O novo Instituto deverá, também, desempenhar um papel central na observação, avaliação e prospectiva do sistema de transportes terrestres, propondo objectivos e apoiando a implementação de estratégias, que tenham em vista a satisfação das necessidades de mobilidade, a qualidade dos serviços de transporte, a competitividade das empresas do sector, a qualificação dos profissionais e dos condutores em geral, a eficiência e segurança dos equipamentos e a protecção dos direitos dos utilizadores, em ambiente de mercado. Mercado, esse, que deverá funcionar no quadro do Estado de direito, onde o acesso à actividade e à profissão estejam objectivamente definidos, tal como as regras para o exercício das várias actividades. Deve, pois, o novo Instituto empenhar-se na melhoria da codificação dessas condições de acesso e exercício, de modo a reduzir os níveis de subjectividade com que a Administração Pública sectorial ainda actua.

Em particular, na área de intervenção relativa aos condutores e aos profissionais, as funções do IMTT deverão ser exercidas com reforço da capacidade de avaliação e normativos e dos procedimentos relativos à formação e habilitação de condutores e profissionais de transporte terrestre, de modo a permitir a sua actualização e revisão, com mobilização pró activa das entidades formadoras/escolas de condução e centros de exames, para uma efectiva melhoria da qualidade do ensino oferecido, que contribua significativamente para o reforço da segurança rodoviária.

Na vertente de regulamentação técnica e de segurança, a missão do novo Instituto exigirá a melhor ponderação das características técnicas dos veículos, equipamentos, componentes e materiais afectos aos transportes terrestres, infra-estrutura ferroviária incluída, com vista a garantir boas práticas de aprovação, homologação e certificação, normativos consistentes de segurança e dos transportes especiais, sem prejuízo da inovação e da adaptação da oferta a novas aspirações dos clientes de bens e serviços.

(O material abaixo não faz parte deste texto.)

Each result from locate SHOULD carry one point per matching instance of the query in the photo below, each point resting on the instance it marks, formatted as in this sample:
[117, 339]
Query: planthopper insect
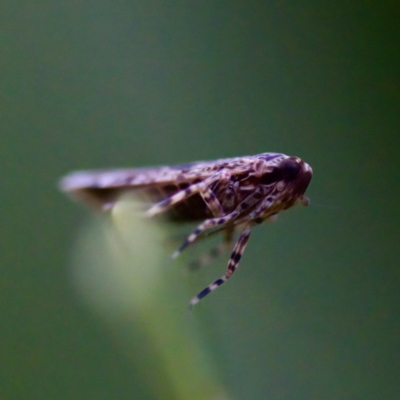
[226, 195]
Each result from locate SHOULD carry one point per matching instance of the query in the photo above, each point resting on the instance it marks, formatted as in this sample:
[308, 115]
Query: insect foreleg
[208, 223]
[189, 191]
[215, 251]
[248, 202]
[212, 202]
[232, 266]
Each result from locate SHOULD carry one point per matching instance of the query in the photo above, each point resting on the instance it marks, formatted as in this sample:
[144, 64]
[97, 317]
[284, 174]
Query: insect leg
[212, 202]
[248, 202]
[185, 193]
[232, 266]
[215, 251]
[208, 223]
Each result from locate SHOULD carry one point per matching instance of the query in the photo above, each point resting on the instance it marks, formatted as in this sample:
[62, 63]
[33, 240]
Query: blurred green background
[314, 311]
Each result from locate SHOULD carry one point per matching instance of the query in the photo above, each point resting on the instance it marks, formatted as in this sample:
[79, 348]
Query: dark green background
[314, 311]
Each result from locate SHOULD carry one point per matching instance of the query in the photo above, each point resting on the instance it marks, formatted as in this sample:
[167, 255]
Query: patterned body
[224, 194]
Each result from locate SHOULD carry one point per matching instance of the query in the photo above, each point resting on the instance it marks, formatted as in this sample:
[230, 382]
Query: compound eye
[290, 169]
[272, 177]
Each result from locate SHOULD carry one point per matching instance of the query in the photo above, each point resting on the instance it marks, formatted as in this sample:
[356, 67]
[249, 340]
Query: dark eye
[290, 169]
[271, 177]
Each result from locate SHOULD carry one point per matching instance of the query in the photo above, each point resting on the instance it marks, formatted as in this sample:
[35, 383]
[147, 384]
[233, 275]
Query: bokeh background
[314, 311]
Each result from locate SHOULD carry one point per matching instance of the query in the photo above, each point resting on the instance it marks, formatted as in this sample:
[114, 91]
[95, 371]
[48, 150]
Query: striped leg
[208, 223]
[212, 202]
[189, 191]
[232, 266]
[249, 201]
[215, 251]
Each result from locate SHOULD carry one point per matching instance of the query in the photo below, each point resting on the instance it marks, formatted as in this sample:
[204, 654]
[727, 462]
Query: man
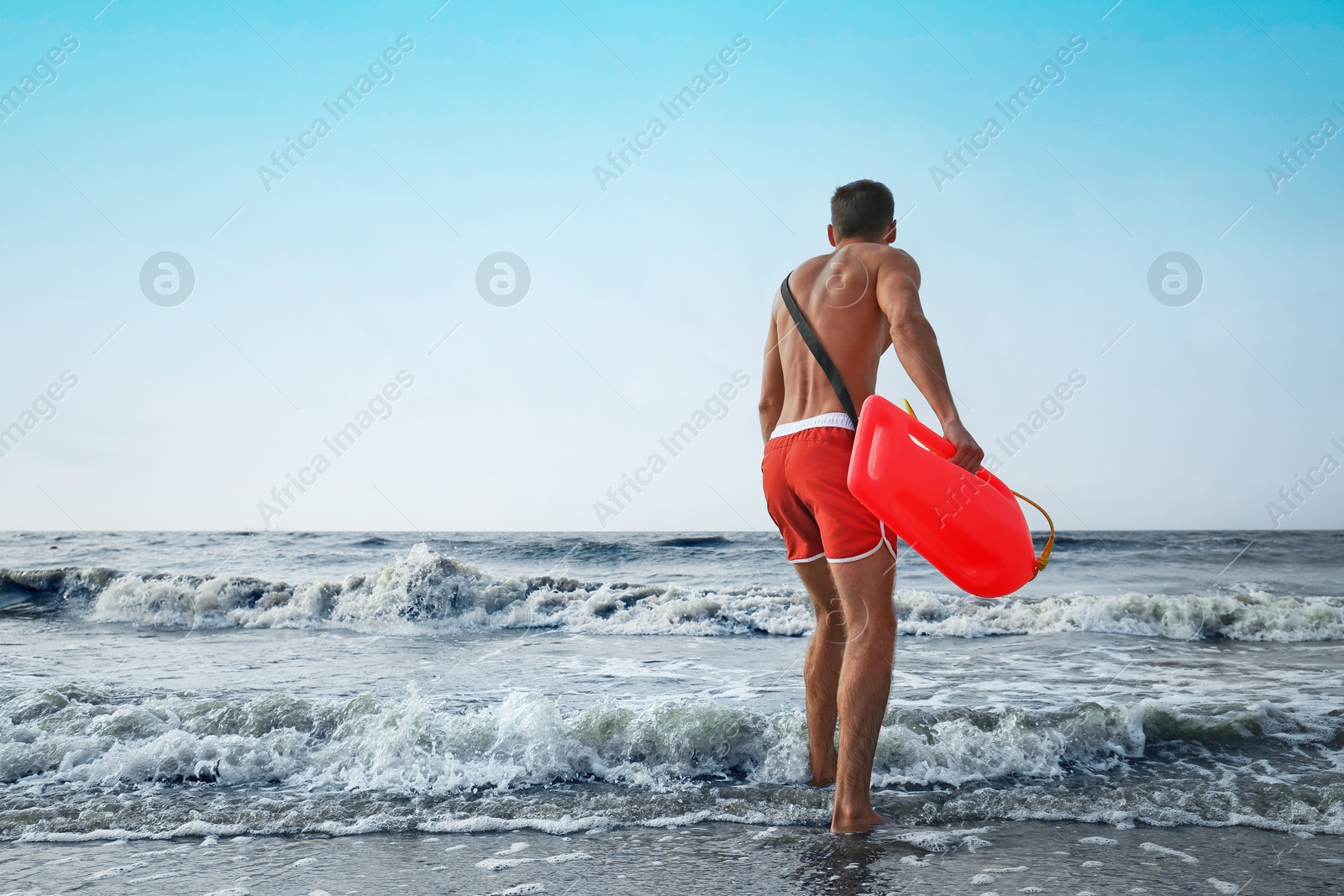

As atribuições conferidas ao IMTT contemplam, igualmente, actividades de planeamento e programas específicos de incentivos e medidas de apoio que fundamentem e suportem o desenvolvimento do sistema dos transportes terrestres, mas sem interferir com a actuação das empresas e de outras entidades na organização da oferta de infra-estruturas e serviços, a nível nacional, regional e local.

Caber-lhe-á, ainda, assegurar a aplicação dos normativos comunitários e internacionais relativos às matérias no seu domínio de intervenção.

Minhas Senhoras e Meus Senhores

Poderia desenvolver ainda mais o quadro das atribuições do IMTT, mas em áreas de actividade que pouco teriam a ver com o vosso interesse directo.

Mas julgo que o essencial está dito e que se percebe o alcance do desafio humano e técnico que se coloca à Administração Pública sectorial dos transportes terrestres. Espero que todos tenham compreendido que é nosso objectivo modernizar, melhorando a própria natureza da relação entre as pessoas singulares, as empresas e a Administração Pública, numa ambiente de transparência, rigor e confiança.

Mas, tão importante como tudo o que vos acabei de dizer, é que conto convosco e com a ANECRA para construirmos esse novo quadro de relações.